Redesigning Composition for Multilingual Realities began with a similar framing to Transnational Literate Lives: Jay Jordan (2012) provided a rationale for increasing attention to language diversity in the classroom. Citing Paul Kei Matsuda’s observation that notions of a monolingual student body are a myth, Jordan argued for increased attention to the diversity of languages students bring to the classroom. He used the work of writing centers to illustrate translingual approaches to composition. Instructors might include students in conversations about language, and Jordan’s use of student writing samples in this chapter—and later, student survey responses—was his way of doing this throughout the book.
Jordan turned to observations of students’ interactions in the writing classroom to show that students negotiate various uses and purposes of English.
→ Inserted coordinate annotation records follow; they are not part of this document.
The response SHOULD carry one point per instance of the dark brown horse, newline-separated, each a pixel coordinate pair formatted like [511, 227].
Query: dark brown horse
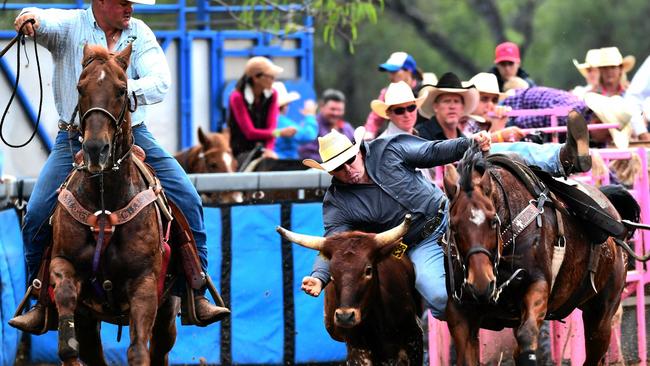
[499, 260]
[371, 303]
[212, 155]
[106, 274]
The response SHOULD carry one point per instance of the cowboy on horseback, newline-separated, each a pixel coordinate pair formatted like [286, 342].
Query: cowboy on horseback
[64, 33]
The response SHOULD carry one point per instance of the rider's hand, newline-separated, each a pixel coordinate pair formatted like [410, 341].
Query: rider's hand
[29, 28]
[311, 285]
[482, 138]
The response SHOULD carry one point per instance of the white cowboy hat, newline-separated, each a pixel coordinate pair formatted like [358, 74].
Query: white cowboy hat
[611, 56]
[285, 97]
[592, 58]
[484, 82]
[397, 93]
[335, 149]
[448, 83]
[613, 109]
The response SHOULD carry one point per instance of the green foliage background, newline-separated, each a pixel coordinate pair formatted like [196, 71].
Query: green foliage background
[562, 30]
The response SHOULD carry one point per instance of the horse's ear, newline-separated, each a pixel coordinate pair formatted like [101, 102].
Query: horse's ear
[124, 57]
[486, 183]
[202, 138]
[450, 181]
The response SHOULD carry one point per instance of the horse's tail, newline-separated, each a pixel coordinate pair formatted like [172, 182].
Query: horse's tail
[624, 203]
He discussed the emergence of communicative language teaching (CLT), which was a pedagogic philosophy designed to move away from skill-and-drill language teaching and focus more on fluid language patterns. The problem with CLT, Jordan argued, is that it holds the native speaker as a standard of perfection. Jordan identified as a speaker of a white, middle-class English dialect, and he acknowledged that he is not competent in many other dialects or varieties of English. He noted that his students are often tasked with shifting cultural lenses and personas in the writing classroom.
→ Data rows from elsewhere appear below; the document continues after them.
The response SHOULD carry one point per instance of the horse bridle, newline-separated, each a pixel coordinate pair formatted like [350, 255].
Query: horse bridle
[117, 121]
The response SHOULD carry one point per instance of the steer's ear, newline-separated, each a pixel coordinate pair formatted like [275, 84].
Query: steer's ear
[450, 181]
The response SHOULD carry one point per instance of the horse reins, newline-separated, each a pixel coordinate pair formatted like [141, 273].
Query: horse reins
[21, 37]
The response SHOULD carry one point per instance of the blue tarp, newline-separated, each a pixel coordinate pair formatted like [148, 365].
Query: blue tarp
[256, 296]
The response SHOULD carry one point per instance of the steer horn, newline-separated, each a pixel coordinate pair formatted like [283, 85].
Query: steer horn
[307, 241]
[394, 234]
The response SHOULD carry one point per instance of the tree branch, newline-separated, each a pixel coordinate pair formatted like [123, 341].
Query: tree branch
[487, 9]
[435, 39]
In chapter three, Jordan reported the results from his 2004 pilot course at Penn State, which linked native speakers and multilingual students to bring attention to language diversity. This section—where student voices are the primary data—made the strongest case for linguistically diverse pedagogies. Throughout the course, Jordan asked his students to write about their experiences with language and language learning. Students were also assigned to peer review sessions with their assigned groups, and Jordan recalled the interaction between a native-English-speaking student writing about terrorism and Islam and an Arab student providing feedback on the essay, who provided interpretations of the religion and suggested that the essay writer search for Islamic source citations. Here, Jordan emphasized the importance of student collaboration in the research process.
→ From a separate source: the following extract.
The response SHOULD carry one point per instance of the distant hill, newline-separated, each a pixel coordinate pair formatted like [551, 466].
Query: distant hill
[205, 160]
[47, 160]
Both collections valued interaction and collaboration. Similar to Jordan's approach, Patrick W. Berry, Gail E. Hawisher, and Cynthia L. Selfe (2012) valued the contributions of student voices; they interacted not only with their participants but also amongst co-authors. Transnational Literate Lives built around the collection of student narratives with an unexpectedly helpful introductory chapter as it grounded readers both in the co-authored discussions themselves and also in strategies for navigating the edited collection. In a move that lifted the curtain on the process behind the finished product of published scholarship, the editors used the introduction chapter in part to introduce readers both to the rationale motivating the co-authored chapter and also to strategies for navigating the edited collection. Readers learned more about the editors’ methodological decision-making process again in a helpful reflective final chapter in which Berry, Hawisher, and Selfe summarized eight key takeaways, or observations, from the project. Among the takeaways is the understanding that the students’ perceptions of technologies were dependent upon the cultural ecologies each experienced. Also of help to anyone interested in learning more about methods is the editors’ musings on four key concepts and methodological practices that informed their ongoing research: Local and Global Ecologies, Transnational Contexts, Literacy Narratives, and Digital Media.